Quantum inequalities and their applications

TL;DR

This paper reviews quantum inequalities related to quantum symmetries, exploring their mathematical foundations, applications in category theory and subfactor theory, and highlighting fundamental differences from non-commutative inequalities.

Contribution

It provides a comprehensive introduction to quantum inequalities on subfactors and discusses their applications, emphasizing the role of complete positivity and algebraic structures.

Findings

Quantum inequalities include Hausdorff-Young, Young's, and entropic inequalities.

Applications demonstrate the importance of complete positivity in quantum symmetries.

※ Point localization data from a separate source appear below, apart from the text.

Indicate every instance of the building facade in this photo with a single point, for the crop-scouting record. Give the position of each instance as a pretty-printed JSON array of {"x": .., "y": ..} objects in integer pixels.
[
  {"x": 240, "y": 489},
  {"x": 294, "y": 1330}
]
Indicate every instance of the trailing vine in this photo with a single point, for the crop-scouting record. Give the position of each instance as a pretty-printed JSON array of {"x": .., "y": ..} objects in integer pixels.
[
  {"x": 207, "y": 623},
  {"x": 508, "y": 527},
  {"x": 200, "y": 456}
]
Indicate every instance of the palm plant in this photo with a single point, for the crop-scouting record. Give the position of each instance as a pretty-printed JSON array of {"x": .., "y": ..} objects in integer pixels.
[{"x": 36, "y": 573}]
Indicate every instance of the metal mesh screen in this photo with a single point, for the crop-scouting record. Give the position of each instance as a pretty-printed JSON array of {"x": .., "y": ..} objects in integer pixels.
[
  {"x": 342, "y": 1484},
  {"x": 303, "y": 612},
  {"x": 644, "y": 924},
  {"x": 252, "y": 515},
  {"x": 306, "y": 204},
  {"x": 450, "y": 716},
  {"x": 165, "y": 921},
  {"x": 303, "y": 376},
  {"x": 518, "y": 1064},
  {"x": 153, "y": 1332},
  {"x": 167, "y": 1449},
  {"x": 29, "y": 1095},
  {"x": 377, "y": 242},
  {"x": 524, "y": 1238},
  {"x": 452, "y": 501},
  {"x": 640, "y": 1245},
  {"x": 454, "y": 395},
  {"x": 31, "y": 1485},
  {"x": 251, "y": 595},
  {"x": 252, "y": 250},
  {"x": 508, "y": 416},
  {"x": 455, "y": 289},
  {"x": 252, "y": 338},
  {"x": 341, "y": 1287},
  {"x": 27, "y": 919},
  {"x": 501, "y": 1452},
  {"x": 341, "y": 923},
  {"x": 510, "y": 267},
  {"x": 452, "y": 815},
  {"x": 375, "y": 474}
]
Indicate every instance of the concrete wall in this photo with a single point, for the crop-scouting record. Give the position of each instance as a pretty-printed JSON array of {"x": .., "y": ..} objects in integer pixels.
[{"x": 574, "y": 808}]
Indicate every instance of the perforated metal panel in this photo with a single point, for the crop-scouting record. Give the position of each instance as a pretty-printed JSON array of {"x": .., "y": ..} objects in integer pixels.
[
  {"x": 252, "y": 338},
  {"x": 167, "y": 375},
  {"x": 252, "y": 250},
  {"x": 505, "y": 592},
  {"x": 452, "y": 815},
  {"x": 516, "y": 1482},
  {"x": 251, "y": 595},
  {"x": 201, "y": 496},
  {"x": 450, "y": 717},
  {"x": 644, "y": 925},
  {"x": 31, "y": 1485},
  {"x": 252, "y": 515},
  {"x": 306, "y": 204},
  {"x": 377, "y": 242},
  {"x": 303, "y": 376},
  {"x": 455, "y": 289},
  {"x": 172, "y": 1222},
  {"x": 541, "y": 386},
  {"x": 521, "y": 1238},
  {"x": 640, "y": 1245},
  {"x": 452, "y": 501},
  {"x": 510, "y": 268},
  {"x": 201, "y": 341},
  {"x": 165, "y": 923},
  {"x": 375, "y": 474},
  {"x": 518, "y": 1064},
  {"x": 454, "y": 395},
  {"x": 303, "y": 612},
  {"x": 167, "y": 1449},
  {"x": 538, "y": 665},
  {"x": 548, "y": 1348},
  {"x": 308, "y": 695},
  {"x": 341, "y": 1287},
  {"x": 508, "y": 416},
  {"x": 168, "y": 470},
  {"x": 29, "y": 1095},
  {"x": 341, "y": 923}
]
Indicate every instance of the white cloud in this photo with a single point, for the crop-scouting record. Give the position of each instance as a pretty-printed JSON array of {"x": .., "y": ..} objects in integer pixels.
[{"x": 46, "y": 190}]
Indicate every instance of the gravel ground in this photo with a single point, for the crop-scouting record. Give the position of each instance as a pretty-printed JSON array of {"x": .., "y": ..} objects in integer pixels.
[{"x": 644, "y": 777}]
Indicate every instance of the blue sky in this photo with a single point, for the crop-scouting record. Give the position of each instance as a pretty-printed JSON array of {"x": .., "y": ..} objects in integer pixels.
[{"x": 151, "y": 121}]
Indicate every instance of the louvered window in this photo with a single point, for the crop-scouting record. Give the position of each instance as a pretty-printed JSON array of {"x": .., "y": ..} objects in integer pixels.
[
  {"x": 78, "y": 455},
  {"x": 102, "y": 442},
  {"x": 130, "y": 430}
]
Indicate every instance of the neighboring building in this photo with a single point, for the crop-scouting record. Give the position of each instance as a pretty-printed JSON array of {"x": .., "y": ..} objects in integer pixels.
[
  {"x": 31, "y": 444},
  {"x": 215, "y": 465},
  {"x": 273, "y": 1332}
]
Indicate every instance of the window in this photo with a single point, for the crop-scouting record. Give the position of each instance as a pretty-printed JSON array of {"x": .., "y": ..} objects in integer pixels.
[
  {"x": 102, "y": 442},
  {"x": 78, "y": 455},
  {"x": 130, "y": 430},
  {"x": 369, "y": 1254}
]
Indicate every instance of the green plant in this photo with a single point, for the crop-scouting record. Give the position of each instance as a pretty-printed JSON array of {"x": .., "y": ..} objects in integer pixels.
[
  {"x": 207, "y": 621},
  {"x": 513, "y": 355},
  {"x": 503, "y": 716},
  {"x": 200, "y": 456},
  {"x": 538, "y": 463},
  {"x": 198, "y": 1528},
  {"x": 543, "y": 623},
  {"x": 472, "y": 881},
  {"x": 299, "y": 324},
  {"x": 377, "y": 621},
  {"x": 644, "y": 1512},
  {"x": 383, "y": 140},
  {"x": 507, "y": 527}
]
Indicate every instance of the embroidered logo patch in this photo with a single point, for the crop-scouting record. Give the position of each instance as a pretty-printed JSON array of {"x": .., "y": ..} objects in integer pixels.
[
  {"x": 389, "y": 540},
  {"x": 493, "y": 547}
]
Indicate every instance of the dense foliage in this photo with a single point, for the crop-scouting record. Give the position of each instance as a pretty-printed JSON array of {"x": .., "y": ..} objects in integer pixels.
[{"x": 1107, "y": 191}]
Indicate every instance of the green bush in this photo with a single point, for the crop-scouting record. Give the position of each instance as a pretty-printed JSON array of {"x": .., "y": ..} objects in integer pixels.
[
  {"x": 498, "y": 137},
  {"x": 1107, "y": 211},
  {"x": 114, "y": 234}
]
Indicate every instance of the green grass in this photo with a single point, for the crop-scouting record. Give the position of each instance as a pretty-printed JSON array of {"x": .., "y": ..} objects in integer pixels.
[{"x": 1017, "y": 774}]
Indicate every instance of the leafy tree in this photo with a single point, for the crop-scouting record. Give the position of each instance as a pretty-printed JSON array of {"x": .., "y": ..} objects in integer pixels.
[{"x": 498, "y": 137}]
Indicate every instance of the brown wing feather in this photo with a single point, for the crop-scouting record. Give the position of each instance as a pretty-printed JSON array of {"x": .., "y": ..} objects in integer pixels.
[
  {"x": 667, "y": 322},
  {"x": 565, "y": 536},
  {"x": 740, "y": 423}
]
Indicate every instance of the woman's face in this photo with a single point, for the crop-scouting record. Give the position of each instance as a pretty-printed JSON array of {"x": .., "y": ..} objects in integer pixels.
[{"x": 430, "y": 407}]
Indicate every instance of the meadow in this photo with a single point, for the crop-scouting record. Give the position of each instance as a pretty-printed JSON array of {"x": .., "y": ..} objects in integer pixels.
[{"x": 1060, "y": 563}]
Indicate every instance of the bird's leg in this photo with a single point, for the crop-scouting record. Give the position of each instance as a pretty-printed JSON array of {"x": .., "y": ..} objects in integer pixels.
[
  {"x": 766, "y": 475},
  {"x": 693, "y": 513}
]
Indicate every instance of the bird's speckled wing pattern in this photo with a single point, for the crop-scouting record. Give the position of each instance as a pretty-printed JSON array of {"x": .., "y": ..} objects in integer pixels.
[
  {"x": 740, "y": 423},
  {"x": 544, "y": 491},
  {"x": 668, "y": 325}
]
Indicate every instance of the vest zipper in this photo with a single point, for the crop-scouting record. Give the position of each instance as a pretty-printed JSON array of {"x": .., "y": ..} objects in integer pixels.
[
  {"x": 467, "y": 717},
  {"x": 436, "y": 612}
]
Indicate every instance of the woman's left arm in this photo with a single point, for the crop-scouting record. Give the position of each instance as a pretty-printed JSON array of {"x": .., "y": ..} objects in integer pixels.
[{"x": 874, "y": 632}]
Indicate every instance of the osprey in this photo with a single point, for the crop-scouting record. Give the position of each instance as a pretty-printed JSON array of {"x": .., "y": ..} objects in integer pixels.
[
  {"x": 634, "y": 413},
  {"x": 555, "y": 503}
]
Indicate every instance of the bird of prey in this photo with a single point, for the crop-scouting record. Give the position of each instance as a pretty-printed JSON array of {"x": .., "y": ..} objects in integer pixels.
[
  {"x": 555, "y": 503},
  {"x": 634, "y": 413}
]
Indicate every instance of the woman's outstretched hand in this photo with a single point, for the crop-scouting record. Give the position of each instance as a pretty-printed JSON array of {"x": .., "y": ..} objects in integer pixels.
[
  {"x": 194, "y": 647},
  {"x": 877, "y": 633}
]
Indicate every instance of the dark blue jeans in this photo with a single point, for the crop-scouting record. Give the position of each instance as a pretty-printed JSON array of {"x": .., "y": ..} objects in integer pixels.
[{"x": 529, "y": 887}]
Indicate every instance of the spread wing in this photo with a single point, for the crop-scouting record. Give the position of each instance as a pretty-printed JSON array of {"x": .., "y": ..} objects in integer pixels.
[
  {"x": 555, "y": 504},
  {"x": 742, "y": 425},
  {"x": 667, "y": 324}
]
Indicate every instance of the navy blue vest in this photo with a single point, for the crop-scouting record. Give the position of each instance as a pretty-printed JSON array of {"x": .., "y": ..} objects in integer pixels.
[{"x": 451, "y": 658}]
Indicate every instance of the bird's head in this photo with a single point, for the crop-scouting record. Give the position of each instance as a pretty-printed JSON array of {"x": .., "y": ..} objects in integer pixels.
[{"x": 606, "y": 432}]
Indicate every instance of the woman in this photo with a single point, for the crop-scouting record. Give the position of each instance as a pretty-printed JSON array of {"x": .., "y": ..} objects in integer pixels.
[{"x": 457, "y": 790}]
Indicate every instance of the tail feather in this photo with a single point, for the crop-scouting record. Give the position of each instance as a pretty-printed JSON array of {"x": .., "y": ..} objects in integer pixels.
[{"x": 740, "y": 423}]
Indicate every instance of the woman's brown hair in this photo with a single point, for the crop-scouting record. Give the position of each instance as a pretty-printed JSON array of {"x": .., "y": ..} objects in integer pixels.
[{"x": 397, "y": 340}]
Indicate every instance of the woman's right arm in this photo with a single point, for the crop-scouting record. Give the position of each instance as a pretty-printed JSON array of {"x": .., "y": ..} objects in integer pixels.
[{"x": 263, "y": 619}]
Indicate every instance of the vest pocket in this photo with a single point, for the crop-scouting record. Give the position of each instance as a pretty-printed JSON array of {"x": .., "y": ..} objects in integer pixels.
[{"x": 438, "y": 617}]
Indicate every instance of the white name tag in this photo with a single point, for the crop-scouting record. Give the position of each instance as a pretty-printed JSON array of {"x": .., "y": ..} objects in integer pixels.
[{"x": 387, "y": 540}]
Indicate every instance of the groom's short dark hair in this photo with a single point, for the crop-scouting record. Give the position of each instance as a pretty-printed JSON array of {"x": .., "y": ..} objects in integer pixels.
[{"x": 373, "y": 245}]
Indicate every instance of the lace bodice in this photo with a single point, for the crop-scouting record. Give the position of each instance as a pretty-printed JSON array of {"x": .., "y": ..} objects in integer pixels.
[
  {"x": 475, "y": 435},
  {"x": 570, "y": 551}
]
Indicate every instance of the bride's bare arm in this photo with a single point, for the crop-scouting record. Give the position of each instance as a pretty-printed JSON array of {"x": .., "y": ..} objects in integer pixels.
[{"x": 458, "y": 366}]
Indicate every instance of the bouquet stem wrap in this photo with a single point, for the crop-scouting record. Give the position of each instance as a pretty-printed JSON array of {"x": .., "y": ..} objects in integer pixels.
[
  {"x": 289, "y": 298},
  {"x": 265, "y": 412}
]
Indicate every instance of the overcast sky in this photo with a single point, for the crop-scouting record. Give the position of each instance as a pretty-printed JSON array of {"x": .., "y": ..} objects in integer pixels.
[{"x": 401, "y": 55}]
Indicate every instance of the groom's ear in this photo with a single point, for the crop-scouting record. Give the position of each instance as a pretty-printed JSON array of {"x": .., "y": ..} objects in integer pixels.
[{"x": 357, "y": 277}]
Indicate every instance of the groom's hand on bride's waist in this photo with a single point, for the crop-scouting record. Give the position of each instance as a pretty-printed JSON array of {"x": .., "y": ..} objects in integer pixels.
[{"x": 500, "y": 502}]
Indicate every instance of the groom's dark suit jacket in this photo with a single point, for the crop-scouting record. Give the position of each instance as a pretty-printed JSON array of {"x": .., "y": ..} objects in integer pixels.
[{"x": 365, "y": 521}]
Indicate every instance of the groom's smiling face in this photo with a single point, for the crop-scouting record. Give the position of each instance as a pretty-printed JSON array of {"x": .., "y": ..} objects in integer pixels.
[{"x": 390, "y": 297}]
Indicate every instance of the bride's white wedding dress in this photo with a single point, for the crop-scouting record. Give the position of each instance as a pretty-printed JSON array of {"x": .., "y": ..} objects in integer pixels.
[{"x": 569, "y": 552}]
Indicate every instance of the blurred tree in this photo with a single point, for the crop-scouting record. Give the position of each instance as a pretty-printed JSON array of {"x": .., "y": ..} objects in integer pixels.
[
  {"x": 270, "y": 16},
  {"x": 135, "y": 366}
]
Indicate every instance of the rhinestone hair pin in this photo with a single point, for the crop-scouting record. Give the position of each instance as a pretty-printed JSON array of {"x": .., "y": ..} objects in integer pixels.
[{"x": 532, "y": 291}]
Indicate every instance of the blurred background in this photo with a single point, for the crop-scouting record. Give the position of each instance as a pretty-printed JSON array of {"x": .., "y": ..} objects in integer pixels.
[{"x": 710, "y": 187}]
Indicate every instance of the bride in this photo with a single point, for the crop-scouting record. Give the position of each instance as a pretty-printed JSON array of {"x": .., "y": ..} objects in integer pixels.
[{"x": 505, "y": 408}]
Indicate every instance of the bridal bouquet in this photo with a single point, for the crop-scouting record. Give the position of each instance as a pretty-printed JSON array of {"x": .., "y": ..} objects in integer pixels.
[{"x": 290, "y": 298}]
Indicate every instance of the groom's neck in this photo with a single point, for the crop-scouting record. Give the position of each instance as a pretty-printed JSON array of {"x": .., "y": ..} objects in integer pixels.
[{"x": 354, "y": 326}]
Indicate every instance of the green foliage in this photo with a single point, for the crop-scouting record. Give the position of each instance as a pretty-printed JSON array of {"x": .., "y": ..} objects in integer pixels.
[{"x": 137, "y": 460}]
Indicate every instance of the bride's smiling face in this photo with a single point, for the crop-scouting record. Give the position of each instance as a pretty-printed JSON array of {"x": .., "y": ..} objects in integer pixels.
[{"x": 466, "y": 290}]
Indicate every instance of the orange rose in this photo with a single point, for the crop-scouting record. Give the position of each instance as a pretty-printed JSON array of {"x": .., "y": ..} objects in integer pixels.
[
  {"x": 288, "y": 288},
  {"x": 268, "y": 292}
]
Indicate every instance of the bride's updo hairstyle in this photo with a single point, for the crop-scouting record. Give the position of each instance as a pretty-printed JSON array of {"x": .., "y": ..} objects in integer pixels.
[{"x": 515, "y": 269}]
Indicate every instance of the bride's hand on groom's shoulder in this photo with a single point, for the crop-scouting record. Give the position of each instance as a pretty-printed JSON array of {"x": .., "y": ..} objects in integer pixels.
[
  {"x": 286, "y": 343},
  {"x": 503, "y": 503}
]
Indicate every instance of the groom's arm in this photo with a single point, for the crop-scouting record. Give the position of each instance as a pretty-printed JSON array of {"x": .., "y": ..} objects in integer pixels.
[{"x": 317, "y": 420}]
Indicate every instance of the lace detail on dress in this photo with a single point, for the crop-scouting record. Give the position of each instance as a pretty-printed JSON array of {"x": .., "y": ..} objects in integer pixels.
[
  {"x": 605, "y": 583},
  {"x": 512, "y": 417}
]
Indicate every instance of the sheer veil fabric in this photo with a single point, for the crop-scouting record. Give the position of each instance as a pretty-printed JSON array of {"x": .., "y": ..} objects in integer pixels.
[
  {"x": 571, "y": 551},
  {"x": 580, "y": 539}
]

The review highlights fundamental differences between quantum and non-commutative inequalities.

Abstract

In recent years, various quantum inequalities have been established on quantum symmetries in the framework of quantum Fourier analysis. We provide a detailed introduction to quantum inequalities including Hausdorff-Young inequality, Young's inequality, uncertainty principles, entropic convolution inequalities etc on subfactors, an important type of quantum symmetries. We cite several applications of the complete positivity of the comultiplication in category theory and subfactor theory, which indicate the fundamental differences between quantum inequalities and non-commutative inequalities. We also review the Perron-Frobenius theorem together with the algebraic structures of eigenvector spaces.